Netanyahu’s policies are problematic especially in the further destabilizing Middle East. It seems he has deep seeded animosity towards Arabs. In this election Netanyahu and his party expressed disgust that “the left” was bringing in Arab voters by bus. This is sickening because these are the citizens that Netanyahu will rule over. In reality Arabs are being marginalized through his regime. Arabs/Palestinians have no rights, no land and no representation. They have no option which is why some resort to radicalism. In no way am I condoning this violence but to stop it from happening, there needs to be open and constructive dialogue between Israelis and Palestinians. According to Avi Shlaim, an international relations professor at Oxford, Netanyahu has a vision for a Greater Israel that can now go one of two ways: “either Greater Palestine, if political rights are granted to the 4.5 million Palestinian inhabitants of the Occupied Territories or – and this is by far the more likely scenario – an ethnocentric, undemocratic Jewish state, with only limited autonomy for its non-Jewish subjects. There is another word to describe the second outcome – apartheid (Netanyahu, Herzog and the Future of Israel).” This is what is happening today in Israel and apartheid is the only word to describe it.
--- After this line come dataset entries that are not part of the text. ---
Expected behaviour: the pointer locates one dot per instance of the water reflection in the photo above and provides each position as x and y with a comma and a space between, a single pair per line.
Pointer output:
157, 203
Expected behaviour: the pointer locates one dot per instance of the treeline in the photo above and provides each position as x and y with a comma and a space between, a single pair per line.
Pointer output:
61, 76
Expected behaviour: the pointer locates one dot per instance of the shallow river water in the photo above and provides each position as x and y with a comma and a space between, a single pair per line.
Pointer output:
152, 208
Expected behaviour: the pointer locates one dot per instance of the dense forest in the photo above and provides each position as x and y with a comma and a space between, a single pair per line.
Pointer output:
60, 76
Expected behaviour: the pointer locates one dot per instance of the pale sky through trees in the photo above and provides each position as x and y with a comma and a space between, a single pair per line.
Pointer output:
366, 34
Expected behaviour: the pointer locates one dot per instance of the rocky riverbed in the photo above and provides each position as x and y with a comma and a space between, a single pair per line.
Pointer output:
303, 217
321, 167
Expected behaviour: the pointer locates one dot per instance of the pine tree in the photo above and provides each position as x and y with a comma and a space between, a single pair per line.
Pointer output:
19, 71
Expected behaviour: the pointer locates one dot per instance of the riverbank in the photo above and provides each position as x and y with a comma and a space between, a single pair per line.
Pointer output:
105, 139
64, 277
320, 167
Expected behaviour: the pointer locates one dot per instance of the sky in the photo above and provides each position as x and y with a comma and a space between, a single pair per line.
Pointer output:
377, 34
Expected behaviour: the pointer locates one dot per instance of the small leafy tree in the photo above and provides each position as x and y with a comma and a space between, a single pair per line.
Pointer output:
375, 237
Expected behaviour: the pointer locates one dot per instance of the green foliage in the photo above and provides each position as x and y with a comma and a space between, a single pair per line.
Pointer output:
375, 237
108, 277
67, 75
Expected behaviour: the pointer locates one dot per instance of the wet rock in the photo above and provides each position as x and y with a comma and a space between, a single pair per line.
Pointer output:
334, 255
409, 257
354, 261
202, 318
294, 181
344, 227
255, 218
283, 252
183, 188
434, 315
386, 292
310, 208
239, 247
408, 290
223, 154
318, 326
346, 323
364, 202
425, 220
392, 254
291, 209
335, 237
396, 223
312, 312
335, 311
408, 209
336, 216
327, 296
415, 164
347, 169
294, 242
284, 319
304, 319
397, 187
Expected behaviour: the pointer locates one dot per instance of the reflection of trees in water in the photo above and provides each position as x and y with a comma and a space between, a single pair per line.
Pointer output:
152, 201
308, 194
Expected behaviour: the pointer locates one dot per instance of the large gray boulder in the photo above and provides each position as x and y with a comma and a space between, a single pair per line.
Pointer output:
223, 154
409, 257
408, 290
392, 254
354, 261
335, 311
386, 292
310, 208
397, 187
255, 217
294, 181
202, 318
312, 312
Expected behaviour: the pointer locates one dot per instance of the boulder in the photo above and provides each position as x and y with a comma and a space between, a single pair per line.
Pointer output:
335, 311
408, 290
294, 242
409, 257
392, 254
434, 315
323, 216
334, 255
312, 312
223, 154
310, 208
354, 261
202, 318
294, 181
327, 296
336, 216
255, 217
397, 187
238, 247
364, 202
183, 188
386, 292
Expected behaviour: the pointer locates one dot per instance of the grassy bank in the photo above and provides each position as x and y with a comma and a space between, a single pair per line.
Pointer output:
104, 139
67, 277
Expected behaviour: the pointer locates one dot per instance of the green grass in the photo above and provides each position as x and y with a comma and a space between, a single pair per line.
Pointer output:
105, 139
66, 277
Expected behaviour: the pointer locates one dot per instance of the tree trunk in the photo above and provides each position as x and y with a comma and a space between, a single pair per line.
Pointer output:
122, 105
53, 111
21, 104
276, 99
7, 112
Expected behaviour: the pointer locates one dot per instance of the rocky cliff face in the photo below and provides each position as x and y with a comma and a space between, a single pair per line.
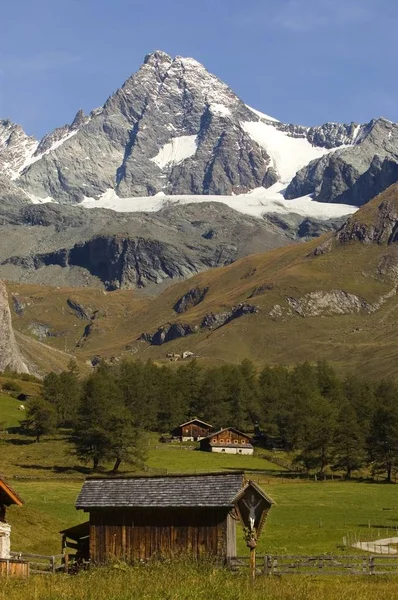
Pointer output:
172, 127
75, 247
10, 357
177, 129
352, 175
375, 223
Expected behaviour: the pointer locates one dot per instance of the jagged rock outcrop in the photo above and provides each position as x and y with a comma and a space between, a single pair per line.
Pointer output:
335, 302
190, 299
215, 320
376, 223
15, 148
61, 245
167, 333
81, 312
171, 127
10, 356
355, 174
173, 331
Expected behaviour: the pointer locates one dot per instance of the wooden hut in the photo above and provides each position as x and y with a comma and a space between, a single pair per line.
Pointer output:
229, 441
9, 566
8, 497
192, 431
142, 517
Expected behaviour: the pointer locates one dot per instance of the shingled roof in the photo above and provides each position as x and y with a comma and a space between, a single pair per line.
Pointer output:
179, 491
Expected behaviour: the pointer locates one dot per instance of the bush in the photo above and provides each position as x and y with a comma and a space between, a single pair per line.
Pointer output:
12, 386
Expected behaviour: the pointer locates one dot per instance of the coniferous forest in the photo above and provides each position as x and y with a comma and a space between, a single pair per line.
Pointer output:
326, 421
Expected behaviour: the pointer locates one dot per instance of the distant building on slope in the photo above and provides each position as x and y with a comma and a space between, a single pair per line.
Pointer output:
8, 497
192, 431
229, 441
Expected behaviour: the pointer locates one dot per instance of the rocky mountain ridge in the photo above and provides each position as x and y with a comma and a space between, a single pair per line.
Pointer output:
174, 128
10, 357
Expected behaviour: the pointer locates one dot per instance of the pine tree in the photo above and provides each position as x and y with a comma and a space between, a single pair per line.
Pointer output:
382, 441
317, 433
348, 452
40, 418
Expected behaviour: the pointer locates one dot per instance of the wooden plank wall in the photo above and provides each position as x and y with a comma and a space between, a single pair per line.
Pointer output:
13, 568
135, 535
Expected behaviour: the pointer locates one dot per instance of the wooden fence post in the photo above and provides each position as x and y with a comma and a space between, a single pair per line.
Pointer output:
371, 565
266, 565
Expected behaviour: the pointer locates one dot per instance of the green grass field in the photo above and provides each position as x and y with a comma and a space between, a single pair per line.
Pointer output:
189, 581
309, 517
9, 413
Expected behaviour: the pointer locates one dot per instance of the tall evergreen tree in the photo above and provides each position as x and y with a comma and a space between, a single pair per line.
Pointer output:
348, 453
383, 437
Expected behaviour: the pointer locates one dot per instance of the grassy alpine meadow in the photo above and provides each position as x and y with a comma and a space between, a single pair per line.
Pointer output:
10, 415
308, 518
192, 581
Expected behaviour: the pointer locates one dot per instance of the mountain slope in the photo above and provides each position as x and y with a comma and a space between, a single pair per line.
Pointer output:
10, 356
332, 298
172, 128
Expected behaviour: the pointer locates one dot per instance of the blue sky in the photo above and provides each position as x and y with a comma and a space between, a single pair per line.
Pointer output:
302, 61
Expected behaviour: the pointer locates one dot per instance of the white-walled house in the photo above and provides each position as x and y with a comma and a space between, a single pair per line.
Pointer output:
227, 441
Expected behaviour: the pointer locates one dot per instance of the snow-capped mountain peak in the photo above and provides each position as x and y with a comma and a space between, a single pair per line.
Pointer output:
173, 128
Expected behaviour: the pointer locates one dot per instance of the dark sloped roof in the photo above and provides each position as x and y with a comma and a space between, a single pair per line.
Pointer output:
8, 496
240, 433
196, 420
226, 445
212, 490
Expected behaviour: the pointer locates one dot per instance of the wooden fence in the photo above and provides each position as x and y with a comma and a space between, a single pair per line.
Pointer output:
13, 567
43, 564
269, 565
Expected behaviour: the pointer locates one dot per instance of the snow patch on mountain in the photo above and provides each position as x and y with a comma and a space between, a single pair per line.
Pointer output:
257, 203
32, 157
262, 115
220, 109
176, 151
288, 154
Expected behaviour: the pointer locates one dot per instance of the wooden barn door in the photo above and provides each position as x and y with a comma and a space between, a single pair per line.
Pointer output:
231, 536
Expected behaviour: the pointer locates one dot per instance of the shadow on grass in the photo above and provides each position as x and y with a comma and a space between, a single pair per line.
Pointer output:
376, 526
19, 441
59, 469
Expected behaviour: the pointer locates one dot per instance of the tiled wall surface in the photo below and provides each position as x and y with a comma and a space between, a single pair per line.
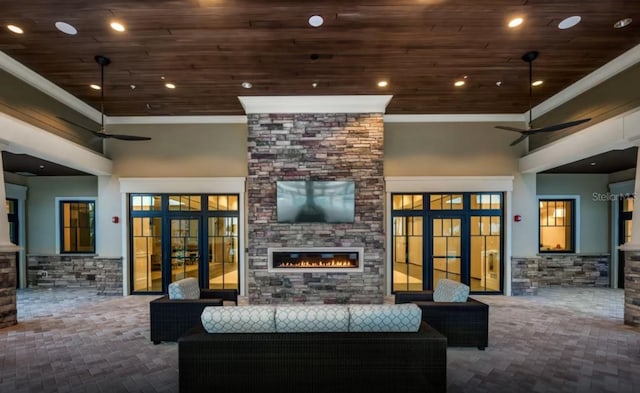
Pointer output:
75, 271
8, 314
529, 274
315, 147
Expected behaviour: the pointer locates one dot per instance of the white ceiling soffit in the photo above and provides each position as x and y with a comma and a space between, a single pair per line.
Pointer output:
316, 104
19, 136
35, 80
612, 68
617, 133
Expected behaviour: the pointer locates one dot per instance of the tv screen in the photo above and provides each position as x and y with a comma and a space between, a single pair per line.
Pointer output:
315, 201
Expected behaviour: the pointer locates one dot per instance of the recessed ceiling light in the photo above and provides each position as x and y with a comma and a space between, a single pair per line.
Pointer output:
622, 23
66, 28
316, 21
515, 22
15, 29
117, 26
569, 22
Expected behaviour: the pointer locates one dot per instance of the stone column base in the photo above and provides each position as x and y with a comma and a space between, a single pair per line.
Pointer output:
632, 288
8, 308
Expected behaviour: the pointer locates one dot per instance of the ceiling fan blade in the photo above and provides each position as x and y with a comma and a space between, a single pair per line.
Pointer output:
561, 126
129, 137
511, 128
75, 124
522, 137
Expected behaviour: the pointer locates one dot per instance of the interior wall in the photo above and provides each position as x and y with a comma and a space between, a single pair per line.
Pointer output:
180, 150
594, 205
449, 149
41, 194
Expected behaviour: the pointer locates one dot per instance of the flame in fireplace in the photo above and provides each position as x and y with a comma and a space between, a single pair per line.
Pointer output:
314, 264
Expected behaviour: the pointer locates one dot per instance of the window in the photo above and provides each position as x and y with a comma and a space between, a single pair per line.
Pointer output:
557, 225
77, 223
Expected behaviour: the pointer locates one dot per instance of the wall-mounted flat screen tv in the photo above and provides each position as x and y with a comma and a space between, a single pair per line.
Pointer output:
315, 201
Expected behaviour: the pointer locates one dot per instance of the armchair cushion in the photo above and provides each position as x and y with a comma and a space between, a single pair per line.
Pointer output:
450, 291
187, 288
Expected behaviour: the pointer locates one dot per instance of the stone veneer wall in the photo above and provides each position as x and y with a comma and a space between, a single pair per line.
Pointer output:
8, 306
315, 147
632, 288
529, 274
75, 271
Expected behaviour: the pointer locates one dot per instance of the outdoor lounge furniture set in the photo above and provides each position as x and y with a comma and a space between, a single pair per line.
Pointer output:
398, 347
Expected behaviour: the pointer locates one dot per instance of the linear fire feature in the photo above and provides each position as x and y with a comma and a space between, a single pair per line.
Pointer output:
316, 259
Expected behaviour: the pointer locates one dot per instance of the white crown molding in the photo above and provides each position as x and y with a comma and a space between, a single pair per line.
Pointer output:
448, 183
469, 118
113, 120
612, 68
184, 184
34, 79
316, 104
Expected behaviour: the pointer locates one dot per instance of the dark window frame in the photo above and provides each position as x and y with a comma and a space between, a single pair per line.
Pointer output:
91, 227
572, 225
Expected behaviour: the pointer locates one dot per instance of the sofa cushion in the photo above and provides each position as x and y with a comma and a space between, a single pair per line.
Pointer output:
187, 288
312, 318
384, 317
450, 291
245, 319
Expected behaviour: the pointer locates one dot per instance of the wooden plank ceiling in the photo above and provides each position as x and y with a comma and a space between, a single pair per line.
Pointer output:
207, 48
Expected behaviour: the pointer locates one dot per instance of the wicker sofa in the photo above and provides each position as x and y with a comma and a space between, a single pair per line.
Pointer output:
312, 356
170, 317
466, 324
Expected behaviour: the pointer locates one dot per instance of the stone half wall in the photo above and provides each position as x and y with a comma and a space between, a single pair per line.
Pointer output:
529, 274
315, 147
75, 271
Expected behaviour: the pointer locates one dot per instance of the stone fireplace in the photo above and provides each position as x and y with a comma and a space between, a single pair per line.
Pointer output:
315, 146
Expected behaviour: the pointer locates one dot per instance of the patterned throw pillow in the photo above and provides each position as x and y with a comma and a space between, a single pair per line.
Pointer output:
244, 319
385, 317
187, 288
450, 291
312, 318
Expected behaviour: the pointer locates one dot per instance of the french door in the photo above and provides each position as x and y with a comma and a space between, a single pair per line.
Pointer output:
454, 236
179, 236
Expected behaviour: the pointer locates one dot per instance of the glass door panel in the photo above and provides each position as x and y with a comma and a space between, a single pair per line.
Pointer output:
408, 241
485, 253
447, 249
147, 254
184, 248
223, 252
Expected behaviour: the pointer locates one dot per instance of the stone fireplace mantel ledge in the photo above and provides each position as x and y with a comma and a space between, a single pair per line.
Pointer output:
9, 247
630, 247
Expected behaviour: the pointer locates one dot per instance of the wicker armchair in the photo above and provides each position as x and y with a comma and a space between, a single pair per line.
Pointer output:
466, 324
171, 318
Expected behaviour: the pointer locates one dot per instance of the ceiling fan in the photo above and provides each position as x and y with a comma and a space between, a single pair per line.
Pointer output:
101, 133
529, 57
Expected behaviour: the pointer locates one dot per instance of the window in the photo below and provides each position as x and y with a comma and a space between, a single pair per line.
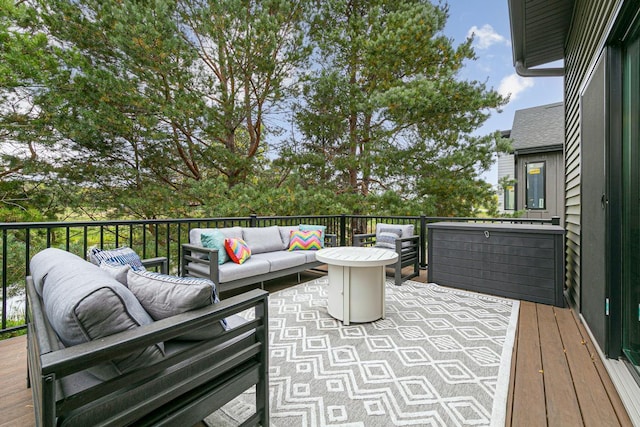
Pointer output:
510, 197
535, 185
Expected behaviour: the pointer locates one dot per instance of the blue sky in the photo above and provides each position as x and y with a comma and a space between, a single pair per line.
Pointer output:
489, 21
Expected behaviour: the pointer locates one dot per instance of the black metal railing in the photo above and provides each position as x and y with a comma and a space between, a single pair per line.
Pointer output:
164, 237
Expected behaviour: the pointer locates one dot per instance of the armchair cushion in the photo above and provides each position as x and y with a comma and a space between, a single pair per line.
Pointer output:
406, 229
386, 237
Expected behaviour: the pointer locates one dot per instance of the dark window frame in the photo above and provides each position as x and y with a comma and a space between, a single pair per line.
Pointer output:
544, 185
514, 196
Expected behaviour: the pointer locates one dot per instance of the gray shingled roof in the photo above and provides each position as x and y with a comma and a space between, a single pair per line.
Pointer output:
538, 127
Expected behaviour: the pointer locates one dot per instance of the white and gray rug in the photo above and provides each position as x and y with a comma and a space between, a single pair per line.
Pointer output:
441, 357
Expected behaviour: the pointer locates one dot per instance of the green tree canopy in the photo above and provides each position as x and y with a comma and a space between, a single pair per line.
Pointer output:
175, 108
385, 110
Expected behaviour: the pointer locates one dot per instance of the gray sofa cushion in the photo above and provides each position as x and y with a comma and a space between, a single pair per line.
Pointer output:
251, 267
262, 239
83, 303
46, 260
280, 260
165, 296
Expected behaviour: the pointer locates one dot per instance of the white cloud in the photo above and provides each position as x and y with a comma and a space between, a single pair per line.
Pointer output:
486, 36
513, 85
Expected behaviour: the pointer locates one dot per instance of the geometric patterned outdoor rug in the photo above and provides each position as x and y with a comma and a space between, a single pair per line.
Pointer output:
441, 357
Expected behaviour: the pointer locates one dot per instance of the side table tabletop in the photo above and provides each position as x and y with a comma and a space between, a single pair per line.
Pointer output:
356, 282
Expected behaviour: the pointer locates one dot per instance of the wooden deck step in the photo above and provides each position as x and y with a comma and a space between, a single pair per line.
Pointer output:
558, 378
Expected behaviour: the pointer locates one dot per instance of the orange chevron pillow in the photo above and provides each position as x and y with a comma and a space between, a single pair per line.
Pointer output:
237, 249
305, 240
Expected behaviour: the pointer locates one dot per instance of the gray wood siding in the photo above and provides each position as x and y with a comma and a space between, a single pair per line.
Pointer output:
589, 24
516, 261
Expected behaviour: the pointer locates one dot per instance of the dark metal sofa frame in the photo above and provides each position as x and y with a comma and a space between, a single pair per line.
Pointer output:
209, 257
407, 256
235, 360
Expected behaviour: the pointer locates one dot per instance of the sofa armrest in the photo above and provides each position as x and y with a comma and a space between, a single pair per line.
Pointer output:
364, 239
77, 358
161, 262
408, 251
200, 255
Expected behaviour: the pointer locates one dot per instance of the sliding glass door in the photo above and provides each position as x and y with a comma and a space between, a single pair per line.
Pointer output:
631, 199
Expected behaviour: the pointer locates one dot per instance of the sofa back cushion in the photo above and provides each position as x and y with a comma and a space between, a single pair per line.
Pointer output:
84, 303
262, 239
229, 232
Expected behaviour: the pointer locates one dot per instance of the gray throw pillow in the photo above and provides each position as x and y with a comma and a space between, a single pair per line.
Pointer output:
165, 296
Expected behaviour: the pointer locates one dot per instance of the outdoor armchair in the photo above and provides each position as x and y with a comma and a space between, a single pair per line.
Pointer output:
398, 238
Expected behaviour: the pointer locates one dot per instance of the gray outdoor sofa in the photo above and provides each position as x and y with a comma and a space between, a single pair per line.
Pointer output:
174, 371
270, 257
398, 238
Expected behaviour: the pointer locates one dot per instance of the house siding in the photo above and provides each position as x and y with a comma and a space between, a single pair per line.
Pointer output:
584, 44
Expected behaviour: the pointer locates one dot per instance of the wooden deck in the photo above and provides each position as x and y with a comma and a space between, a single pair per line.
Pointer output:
557, 378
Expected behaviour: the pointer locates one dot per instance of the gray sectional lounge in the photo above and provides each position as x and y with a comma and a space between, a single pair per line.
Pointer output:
270, 257
97, 357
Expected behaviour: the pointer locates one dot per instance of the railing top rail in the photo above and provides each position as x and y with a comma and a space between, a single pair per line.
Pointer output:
53, 224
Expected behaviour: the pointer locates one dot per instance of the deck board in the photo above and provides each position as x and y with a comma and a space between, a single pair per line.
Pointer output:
595, 405
562, 404
545, 387
528, 390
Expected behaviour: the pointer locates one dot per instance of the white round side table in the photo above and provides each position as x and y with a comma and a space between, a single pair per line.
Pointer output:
356, 282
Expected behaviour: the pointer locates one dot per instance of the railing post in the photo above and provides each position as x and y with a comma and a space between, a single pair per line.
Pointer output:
343, 230
423, 241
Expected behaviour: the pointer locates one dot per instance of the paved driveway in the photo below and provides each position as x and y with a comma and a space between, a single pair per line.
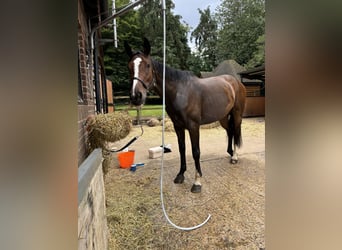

At this point you have to wonder if there is a peaceful solution. The best option would be a two state solution. In this situation Israel and Palestine have their own state that adheres
to pre 1967 borders.This might work because many Palestinians do not seek the destruction of the Israel; they want a state or at least equal representation. In 2007, Hamas leader Khaled Meshal stated, “the problem is not that there’s an entity called Israel, the problem is that the Palestinian state is non-existent. There is a reality that Israel exists in Palestinian territory. The problem is that the Palestinian state does not exist. My concern as a Palestinian is to found this state.” However, Netanyahu is set out to prevent this from becoming a reality. While he is in power, there will be no dialogue between Israelis and Palestinians and no peaceful solution in the near future.